FedDP-SA: Boosting Differentially Private Federated Learning via Local Data Set Splitting

Federated learning (FL) emerges as an attractive collaborative machine learning framework that enables training of models across decentralized devices by merely exposing model parameters. However, malicious attackers can still hijack communicated parameters to expose clients' raw samples resulting in privacy leakage. To defend against such attacks, differentially private FL (DPFL) is devised, which incurs negligible computation overhead in protecting privacy by adding noises. Nevertheless, the low model utility and communication efficiency makes DPFL hard to be deployed in the real environment. To overcome these deficiencies, we propose a novel DPFL algorithm called FedDP-SA (namely, federated learning with differential privacy by splitting Local data sets and averaging parameters). Specifically, FedDP-SA splits a local data set into multiple subsets for parameter updating. Then, parameters averaged over all subsets plus differential privacy (DP) noises are returned to the parameter server.
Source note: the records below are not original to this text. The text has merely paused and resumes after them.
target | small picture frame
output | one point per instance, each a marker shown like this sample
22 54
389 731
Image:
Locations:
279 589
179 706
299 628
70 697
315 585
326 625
FedDP-SA offers dual benefits: 1) enhancing model accuracy by efficiently lowering sensitivity, thereby reducing noise to ensure DP and 2) improving communication efficiency by communicating model parameters with a lower frequency. These advantages are validated through sensitivity analysis and convergence rate analysis. Finally, we conduct comprehensive experiments to verify the performance of FedDP-SA compared with other state-of-the-art baseline algorithms.